Joti ismi, İspanyolcada geyleri aşağılamak için kullanılan “Joto” kelimesinden geliyor. Bu sayede yürüyüşün kendisi, pejoratif bir kelimeyi devşirip kendine mal ederek onu bir bakıma sabote etmiş oluyor. Aslında, dil yarasını sahiplenerek cinsiyetçi dildeki anlamları kendi kullanımımız için altüst etme eylemlerine aşinayım. Türkiye’de eşcinselleri yermek, onlara saldırmak için kullanılan “ibne” kelimesinin politik alanda LGBT+ aktivistleri tarafından nasıl sahiplenildiğini hatırlayacaksınız. Türk Dil Kurumu sözlüğünde birinci anlamı “edilgin eş cinsel erkek, homoseksüel” olarak yer alan ibne kelimesinin ünlem halindeki anlamı ise “kızgınlıkla söylenen bir söz” olarak görünüyor.[4] “Velev ki ibneyiz!” ise Türkiye’deki LGBT+ların kızgınlıkla değil “gururla” kullandıkları olağanüstü yıkıcı politik bir slogan. Birbirinden olanca uzakta olan iki ülke insanlarının yaşanmışlıkları arasındaki bu ortaklıkları keşfetmek, bana şunu hatırlattı: Cinsiyeti uygulamak, ikili toplumsal cinsiyet sistemi, cinsiyetçi dil, cinsiyetçilik, cinsel baskı ve sömürü, günlük düşünce ve eylemlerimizin birer parçaları ve evet, onlar her yerdeler!
41’in Dansı
Yazının sonuna gelirken tur sırasında öğrendiğim bir hikâyeyi paylaşmak istiyorum. Kasım 1901’de Meksiko polisi, ellerinde yasal hiçbir dayanak bulunmamasına rağmen bazılarının kadın kıyafetleri giymiş olduğu bir grup erkeğin danslı gece eğlencesine baskın düzenlemiş. Olay, hükümetin medyayı susturma çabası yüzünden bir skandala dönüşmüş çünkü baloya katılanlardan biri o dönemin görevdeki başkanı Porfirio Diaz’ın damadı Ignacio de la Toree imiş. Gözaltına alınanların listesi hiçbir zaman yayımlanmamış ancak kayıtlara 41 olarak geçmiş. Gel gelelim söylentilere göre, kaçmasına izin verilen Ignacio da dâhil edildiğinde toplam katılımcı sayısı 42 yapıyormuş. Juan’ın anlattığına göre içlerinde gey ve biseksüel erkeklerin yer aldığı bu gruptan görece varlıklı olanları kefalet parasını ödeyerek serbest kalmış. Daha şanssız olanları ise Meksika Körfezi’ne komşu Yucatán yarımadasına gönderilerek –büyük ihtimalle- Meksika ordusuna asker olarak alınmış. Öyle sanılıyor ki 1910 Meksika Devrimine kadar hayatlarının önemli bir bölümünü askerlik hizmetinde bulunarak geçirmişler.
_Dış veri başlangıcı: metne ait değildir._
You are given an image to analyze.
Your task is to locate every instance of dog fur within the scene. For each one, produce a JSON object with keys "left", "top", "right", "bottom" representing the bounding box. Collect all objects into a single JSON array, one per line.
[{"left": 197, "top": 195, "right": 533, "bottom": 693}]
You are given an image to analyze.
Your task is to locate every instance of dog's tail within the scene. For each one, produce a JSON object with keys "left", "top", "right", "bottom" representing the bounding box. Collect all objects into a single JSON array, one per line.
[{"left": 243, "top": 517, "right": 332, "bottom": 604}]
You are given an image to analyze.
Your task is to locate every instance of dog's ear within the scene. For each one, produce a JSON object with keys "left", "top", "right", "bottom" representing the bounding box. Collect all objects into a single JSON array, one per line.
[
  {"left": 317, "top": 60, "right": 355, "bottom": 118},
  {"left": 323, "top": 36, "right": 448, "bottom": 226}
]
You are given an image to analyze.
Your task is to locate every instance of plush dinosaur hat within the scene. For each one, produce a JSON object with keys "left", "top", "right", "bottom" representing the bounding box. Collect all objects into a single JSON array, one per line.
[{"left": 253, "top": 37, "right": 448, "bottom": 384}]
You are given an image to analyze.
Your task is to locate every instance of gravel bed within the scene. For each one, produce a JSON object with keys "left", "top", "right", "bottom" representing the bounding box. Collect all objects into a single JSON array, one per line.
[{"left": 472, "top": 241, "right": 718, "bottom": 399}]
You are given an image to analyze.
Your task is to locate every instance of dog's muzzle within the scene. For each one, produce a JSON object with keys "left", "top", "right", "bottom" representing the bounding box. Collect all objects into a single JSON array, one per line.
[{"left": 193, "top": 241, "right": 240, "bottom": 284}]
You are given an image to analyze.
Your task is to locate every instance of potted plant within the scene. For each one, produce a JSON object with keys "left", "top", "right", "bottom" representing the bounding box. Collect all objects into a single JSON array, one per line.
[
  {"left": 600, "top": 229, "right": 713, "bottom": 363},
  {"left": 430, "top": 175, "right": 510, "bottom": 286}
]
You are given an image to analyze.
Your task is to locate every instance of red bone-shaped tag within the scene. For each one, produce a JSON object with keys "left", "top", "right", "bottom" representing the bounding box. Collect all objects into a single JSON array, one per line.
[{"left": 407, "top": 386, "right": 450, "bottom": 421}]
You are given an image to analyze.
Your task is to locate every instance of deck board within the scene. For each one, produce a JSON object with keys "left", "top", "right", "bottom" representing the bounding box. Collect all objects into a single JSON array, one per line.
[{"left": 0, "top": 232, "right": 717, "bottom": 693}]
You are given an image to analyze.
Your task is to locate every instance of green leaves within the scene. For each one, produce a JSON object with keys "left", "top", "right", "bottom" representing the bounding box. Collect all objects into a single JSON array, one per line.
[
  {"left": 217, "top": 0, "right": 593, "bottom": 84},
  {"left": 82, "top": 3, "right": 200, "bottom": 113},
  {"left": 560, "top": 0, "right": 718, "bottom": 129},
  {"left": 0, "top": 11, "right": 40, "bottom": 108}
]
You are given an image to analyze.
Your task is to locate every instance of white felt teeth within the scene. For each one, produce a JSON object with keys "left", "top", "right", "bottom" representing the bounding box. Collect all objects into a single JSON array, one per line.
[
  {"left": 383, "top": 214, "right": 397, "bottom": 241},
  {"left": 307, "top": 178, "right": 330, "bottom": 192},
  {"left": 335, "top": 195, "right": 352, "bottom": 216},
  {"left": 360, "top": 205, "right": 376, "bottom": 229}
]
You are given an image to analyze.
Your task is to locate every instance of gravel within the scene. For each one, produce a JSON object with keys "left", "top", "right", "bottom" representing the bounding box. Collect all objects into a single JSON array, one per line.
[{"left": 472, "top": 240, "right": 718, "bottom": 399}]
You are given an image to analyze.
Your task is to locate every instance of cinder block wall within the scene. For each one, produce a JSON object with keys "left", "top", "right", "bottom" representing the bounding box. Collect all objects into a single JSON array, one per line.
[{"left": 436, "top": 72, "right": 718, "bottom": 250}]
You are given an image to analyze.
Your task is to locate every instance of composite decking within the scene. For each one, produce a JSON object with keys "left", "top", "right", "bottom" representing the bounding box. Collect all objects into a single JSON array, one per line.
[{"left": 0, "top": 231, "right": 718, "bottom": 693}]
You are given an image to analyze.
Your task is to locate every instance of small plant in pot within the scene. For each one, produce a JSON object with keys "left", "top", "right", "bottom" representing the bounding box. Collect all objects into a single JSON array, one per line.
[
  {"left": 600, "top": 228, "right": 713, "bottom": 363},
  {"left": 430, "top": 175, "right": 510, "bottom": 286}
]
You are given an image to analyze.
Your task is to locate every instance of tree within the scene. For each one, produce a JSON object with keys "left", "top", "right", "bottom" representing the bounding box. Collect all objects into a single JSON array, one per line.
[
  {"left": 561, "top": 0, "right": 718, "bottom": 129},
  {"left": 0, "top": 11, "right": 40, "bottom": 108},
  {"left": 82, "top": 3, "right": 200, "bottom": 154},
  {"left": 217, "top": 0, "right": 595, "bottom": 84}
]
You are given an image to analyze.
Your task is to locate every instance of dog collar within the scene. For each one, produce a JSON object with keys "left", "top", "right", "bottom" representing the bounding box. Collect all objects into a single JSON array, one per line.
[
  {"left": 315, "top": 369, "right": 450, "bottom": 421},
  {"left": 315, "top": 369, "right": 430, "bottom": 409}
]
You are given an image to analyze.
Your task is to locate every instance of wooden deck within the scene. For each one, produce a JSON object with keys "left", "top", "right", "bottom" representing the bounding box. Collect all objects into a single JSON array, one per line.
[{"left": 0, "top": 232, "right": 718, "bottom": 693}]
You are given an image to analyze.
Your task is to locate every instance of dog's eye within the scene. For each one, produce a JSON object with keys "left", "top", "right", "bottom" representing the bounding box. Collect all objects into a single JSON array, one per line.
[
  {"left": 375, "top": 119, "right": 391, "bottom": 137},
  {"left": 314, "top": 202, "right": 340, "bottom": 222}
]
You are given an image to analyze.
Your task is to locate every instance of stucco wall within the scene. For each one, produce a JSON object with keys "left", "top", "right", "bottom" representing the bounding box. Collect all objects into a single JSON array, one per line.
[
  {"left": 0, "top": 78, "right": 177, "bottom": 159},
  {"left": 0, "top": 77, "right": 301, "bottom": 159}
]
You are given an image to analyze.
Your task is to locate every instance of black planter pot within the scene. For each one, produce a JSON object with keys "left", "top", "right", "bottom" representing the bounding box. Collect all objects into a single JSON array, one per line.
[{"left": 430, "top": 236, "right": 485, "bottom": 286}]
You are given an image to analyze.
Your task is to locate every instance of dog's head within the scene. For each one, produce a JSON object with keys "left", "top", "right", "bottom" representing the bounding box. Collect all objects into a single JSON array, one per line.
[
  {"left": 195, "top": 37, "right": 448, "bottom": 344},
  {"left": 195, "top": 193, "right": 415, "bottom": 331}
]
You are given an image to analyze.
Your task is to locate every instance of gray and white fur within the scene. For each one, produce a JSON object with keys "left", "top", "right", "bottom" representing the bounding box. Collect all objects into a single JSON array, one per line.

Meksika’da 41 sayısı, uzun yıllar eşcinsellik ile bağdaştırılmış ve insanlar tarafından çekinerek kullanılmış. Anladığım kadarıyla 41, bir anlamda toplumun “uğursuz” sayısı bir anlamda da dönemin popüler kültür aracı halini almış. 41.yaş gününü kutlayan erkekler bunu apaçık söylemezlermiş çünkü 41’ine basan eşcinsel olurmuş! Çocuklar şu saymalı oyunlarda malum sayıyı “pas” diyerek geçer, direkt 42’ye atlarmış. O günlerde otellerde numarası 41 olan bir odaya rastlanmazmış. Kulağa şehir efsanesi gibi gelen bu detayların geçmişte yaşananları biraz daha billurlaştığını söylemek yanlış olmaz.
41 kişinin dansı, Meksika medyasında eşcinsel kimliğin ilk kez görünür olduğu, konuşulduğu, tartışıldığı olay olarak tarihe geçmiş. Bugünlerde 41’in dansının Meksikalı gençler için eşcinsel varoluşlarını gerçekleştirme, kimliklerini oluşturma, kültürlerini görünür kılma ve politikleşmeleri konusunda bir kırılma anı olduğuna inanılıyor. 41’in anısı, aşağıda gördüğünüz anıtla tipik bir Meksika pazar yerinin içinde yaşatılmaya çalışılıyor. Umarım sonsuza kadar da yaşatılır, hatırlanır.
Dipnotlar:
[1] Video için bk. https://www.youtube.com/watch?v=YvgtDUsjEc0
[2] Gayle Rubin, Thinking Sex: Notes for a Radical Theory of the Politics of Sexuality. R. Parker & P. Aggleton (Ed.), Culture, Society and Sexuality: A Reader, Routledge, 2. Baskı, Oxfordshire 2007.
[3] Sara Ahmed, This Other and Other Others, Economy and Society, 31(4), 2002, s. 570.